Sodagreen, have finally got the rights to their name back. That means their re-recordings (à la Taylor’s Version) as oaeen now have modified metadata on streaming services, boasting the new (sodagreen Version) tag. They’ve also got two new re-recordings: their sixth album, What’s The Trouble on Your Mind? and their second live album, Once in a Lifetime. No idea what the point of a re-recorded live album is (it’s money, yeah), enjoy both, alongside the additional “sodagreen in summer” bonus covers.
Losty, the founder of Cyber Made, has a new album out, with features from labelmates Rar—who also released an album back in December, which is finally out on streaming now—and drogas—who just announced his own out on Wednesday. Great album, promising start to a big year for the label.

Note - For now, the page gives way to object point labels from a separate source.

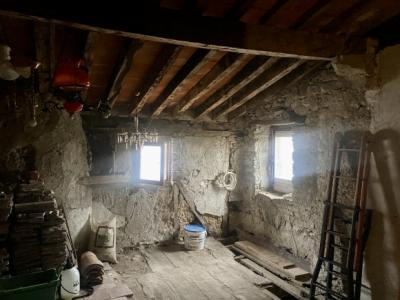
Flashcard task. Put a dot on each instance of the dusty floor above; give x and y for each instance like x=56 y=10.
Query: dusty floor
x=170 y=272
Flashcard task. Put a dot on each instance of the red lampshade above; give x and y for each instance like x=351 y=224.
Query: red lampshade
x=73 y=107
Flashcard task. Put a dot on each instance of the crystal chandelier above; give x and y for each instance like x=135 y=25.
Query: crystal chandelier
x=136 y=139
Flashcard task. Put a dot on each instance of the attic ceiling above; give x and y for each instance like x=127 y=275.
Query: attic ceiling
x=146 y=60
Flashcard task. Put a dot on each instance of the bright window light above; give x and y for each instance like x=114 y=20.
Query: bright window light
x=150 y=163
x=283 y=164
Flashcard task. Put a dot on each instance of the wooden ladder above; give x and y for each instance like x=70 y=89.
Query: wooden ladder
x=345 y=225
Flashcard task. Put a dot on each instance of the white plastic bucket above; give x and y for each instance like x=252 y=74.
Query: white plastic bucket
x=194 y=237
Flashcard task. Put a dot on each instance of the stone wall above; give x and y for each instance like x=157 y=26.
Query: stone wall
x=56 y=147
x=150 y=213
x=382 y=254
x=329 y=104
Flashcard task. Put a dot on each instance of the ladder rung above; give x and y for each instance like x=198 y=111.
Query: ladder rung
x=335 y=263
x=329 y=291
x=341 y=205
x=344 y=220
x=339 y=274
x=346 y=177
x=339 y=247
x=337 y=233
x=348 y=149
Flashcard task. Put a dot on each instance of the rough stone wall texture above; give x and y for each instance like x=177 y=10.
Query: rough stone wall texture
x=329 y=104
x=383 y=248
x=149 y=214
x=57 y=148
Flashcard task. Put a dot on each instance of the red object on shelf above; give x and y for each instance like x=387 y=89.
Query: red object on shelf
x=71 y=76
x=73 y=107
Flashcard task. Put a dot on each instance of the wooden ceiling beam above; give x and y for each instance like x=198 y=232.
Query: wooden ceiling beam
x=264 y=81
x=269 y=94
x=364 y=16
x=251 y=71
x=157 y=72
x=192 y=66
x=203 y=32
x=120 y=70
x=239 y=8
x=217 y=75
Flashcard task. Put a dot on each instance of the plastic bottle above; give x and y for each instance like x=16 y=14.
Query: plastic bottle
x=70 y=283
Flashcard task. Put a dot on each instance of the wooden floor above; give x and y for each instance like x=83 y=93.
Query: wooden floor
x=174 y=273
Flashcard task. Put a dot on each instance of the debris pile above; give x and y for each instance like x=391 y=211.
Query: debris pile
x=38 y=235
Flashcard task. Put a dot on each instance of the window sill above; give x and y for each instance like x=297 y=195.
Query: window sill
x=272 y=195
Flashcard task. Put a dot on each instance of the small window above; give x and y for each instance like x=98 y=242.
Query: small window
x=152 y=169
x=282 y=162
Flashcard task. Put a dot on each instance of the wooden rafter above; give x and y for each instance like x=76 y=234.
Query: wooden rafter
x=157 y=72
x=285 y=83
x=165 y=26
x=121 y=69
x=218 y=74
x=265 y=80
x=200 y=58
x=253 y=69
x=91 y=41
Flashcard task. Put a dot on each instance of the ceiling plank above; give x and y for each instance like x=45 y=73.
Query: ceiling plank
x=253 y=69
x=285 y=83
x=42 y=40
x=121 y=69
x=264 y=81
x=217 y=75
x=171 y=27
x=200 y=58
x=161 y=66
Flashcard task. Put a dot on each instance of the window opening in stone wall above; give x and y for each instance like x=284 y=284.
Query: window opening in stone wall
x=152 y=163
x=282 y=160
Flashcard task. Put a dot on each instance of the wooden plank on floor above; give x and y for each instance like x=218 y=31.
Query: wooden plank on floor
x=246 y=274
x=283 y=284
x=217 y=249
x=109 y=291
x=154 y=287
x=263 y=254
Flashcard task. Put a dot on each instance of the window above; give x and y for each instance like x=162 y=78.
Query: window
x=151 y=163
x=282 y=160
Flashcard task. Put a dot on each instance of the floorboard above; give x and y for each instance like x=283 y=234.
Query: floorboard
x=174 y=273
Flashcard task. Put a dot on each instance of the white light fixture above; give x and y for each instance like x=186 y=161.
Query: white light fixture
x=136 y=139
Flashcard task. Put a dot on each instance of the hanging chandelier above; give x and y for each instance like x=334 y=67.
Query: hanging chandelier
x=136 y=139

Around the start of the decade, I would have named ChynaHouse one of the more exciting labels to watch: I maintain that Julia Wu is the best R&B artist in Taiwan right now, the one who understands the art of being frank in her lyrics; and Kimberley Chen’s mixtape was promising if a bit overwhelming. Years later and the key artists haven’t changed, with other artists on the label leaving, every other project feeling sort of half-assed, and an interest in songs as NFTs turned into AI-generated music videos. They’ve rebranded at the start of this year, welcome to Chynatown. Here’s Chen’s lead single, which also comes with an English version—the Chinese version has a rare lyrical credit in Mandarin from Albert Leung. It’s promising, though the other track Chynatown has out (the production feels a bit flat in comparison, but the track itself is fine, it’s cute!) doesn’t really suggest that they’re changing tactics—it still seems like it’s just going to be a label about Wu and Chen.